Saturday, September 01, 2012


I meant to write this post almost a year ago, but never finished it. While I was at Camp (see previous post), I ended up improvising what I wanted to say all along for a cabin of 13 & 14 year old guys. Then I realized that I should probably write it down.

Almost two years ago, my friend Adam started a Bible Study group (or "Small Group" as I often call such things) consisting of people he knew from various places and people they knew. It's become a really important community for me in that time, but that's not the point of this post. Instead, I'm going to tell you about a little bit of what we studied in the Scriptures.

The Epistle to the Hebrews, or "Hebrews" for short, is an interesting part of the New Testament, partly because we don't have a listed author for it, and partly because it talks about some pretty funky stuff. We took a long time to study it, but we took the longest time on the eleventh chapter. Hebrews 11 is an oft-quoted bit of the Bible, where the author of Hebrews goes through a lot of the Old Testament and lists when various people demonstrated "faith", which he defines, to paraphrase a bit, as being sure of the things hoped for, the unseen promises of God. The author talks about Abraham moving to a country he had never seen, Joseph believing that his descendants would be leaving Egypt eventually, Moses choosing hardships over palace life, and finally goes into a long list with less specific associations about people doing great things but also being naked, hungry, stoned, and (my favorite) sawn in half.

Now this is all well and good and we can sit back and say "Well weren't they so brave and full of faith!

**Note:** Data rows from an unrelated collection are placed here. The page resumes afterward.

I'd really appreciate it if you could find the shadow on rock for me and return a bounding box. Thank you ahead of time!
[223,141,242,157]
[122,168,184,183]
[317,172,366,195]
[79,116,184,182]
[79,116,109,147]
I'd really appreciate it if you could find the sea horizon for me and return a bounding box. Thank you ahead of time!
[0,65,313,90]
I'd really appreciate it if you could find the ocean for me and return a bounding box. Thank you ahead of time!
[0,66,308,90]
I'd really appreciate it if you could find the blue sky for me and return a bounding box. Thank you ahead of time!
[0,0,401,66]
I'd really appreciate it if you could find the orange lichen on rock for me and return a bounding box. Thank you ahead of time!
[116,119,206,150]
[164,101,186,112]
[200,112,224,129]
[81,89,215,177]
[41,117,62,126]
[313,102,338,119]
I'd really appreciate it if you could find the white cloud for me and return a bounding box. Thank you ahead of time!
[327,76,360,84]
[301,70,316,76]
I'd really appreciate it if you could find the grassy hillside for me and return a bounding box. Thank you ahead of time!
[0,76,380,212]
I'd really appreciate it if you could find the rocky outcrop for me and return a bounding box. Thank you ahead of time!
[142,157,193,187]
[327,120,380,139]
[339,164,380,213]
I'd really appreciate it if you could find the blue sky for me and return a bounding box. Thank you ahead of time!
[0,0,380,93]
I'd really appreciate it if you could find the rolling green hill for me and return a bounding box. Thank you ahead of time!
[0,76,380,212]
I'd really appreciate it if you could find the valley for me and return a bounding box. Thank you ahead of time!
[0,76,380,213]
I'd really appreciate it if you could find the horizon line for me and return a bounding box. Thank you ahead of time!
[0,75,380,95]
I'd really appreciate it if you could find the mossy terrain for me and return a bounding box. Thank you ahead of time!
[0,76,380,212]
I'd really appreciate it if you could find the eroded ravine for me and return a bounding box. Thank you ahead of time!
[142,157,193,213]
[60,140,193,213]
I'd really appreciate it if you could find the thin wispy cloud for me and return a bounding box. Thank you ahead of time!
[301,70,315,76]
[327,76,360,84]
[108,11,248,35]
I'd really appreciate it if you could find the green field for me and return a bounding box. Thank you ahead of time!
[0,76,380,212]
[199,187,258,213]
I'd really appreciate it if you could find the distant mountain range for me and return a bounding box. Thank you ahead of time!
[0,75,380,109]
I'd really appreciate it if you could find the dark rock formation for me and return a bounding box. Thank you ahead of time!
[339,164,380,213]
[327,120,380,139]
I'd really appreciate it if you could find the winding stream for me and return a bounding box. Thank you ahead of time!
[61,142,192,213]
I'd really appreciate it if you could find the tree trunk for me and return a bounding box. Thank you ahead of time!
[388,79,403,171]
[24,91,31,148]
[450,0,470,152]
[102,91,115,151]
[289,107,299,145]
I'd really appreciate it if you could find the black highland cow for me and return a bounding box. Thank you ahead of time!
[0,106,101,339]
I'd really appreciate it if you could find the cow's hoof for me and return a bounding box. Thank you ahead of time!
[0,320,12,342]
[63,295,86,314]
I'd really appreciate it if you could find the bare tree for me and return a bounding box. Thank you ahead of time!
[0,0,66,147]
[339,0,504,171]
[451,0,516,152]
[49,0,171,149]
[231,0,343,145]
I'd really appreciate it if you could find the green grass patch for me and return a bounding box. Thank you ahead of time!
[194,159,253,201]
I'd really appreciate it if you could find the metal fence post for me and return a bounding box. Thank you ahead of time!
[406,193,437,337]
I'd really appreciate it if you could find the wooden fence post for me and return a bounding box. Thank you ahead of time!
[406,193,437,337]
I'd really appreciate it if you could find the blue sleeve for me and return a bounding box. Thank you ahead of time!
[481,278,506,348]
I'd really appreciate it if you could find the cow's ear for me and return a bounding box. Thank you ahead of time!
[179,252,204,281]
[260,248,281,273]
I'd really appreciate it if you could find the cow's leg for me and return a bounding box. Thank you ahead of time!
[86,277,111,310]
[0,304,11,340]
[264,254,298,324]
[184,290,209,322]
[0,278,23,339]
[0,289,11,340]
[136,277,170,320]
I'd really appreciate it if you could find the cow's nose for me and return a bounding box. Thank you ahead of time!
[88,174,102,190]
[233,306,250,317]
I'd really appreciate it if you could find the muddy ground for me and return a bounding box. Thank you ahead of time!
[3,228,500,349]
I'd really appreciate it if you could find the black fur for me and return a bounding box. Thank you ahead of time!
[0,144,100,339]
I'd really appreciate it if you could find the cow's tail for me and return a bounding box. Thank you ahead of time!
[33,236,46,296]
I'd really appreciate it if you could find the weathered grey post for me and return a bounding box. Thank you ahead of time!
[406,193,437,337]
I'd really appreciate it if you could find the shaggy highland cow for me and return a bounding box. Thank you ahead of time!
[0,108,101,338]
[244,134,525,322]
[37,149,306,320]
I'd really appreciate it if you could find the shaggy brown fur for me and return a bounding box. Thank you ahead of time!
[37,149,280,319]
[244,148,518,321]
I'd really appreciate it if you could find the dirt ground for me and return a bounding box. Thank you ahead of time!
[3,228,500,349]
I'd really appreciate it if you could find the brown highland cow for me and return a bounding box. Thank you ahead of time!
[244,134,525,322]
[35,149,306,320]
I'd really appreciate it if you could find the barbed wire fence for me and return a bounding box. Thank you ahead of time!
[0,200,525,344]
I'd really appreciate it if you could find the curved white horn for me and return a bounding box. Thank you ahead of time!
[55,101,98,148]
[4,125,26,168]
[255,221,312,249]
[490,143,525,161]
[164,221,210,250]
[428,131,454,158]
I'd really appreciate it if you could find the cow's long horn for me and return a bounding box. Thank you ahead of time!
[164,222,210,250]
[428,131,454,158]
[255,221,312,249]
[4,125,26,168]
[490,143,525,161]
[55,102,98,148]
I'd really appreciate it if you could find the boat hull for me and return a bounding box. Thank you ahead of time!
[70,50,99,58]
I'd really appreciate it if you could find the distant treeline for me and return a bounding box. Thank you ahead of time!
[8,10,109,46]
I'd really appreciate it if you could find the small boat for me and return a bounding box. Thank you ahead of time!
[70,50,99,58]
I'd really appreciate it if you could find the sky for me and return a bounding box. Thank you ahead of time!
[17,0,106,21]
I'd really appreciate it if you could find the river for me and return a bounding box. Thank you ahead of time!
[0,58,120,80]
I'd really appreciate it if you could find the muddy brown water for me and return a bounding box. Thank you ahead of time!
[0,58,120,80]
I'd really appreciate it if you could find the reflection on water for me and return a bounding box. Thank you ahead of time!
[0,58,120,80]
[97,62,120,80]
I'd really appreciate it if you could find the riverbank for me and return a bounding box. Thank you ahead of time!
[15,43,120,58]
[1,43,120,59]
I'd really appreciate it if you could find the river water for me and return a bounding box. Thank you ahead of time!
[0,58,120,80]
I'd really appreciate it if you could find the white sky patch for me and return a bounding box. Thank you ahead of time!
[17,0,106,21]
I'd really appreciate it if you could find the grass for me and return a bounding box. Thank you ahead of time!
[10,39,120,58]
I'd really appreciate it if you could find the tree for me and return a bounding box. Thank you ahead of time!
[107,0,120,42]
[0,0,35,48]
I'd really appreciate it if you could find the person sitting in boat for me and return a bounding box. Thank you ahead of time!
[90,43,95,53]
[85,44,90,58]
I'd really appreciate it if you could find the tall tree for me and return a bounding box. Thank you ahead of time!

Wow!", but that would ignore the next chapter (Hebrews 12, natch), where Paul puts in a bit of application. Since all of those people had faith and were able to endure such things and accomplish such things, we should similarly endure things and accomplish things, by faith. We, like Abraham, Joseph, Moses, etc are looking forward to "a better country", or a promised land, that we haven't seen. We don't have evidence for believing we'll get there, at least not the same way we do for most things in life - If we did, it wouldn't be faith.

None of that was really surprising to me when we studied it, but there's a difference between knowing intellectually that something makes sense (within the context of the Scriptures and Christianity) and knowing it in your gut and actions. The gut half started to happen a bit as we studied it, though, as I mulled over my own faith and how little it's tested in the ways Hebrews describes. It's not as if no one goes through that sort of thing for the sake of Christ anymore, but I've yet to be killed or be told by God to move to another country (much less one I've never heard of), and so I don't, can't, know exactly what I'll do when/if that happens. It's not as if I never have doubts - Hours, days, weeks go by sometimes when I see the other side more clearly and want to say that faith in the unseen is absurd, and I'm some of you would agree.

But then I come back to thinking, or maybe feeling, that it's true, which leaves me with the dilemma of what I'll do if that  happens. I don't think there's anything I can do but pray that, when it gets hard to have faith, he provides me with more. I was going to say that that's difficult, because it is and because I'd rather depend on my own faith than have to trust that he'll give me what I need... but I wouldn't have any faith if he didn't give it anyway.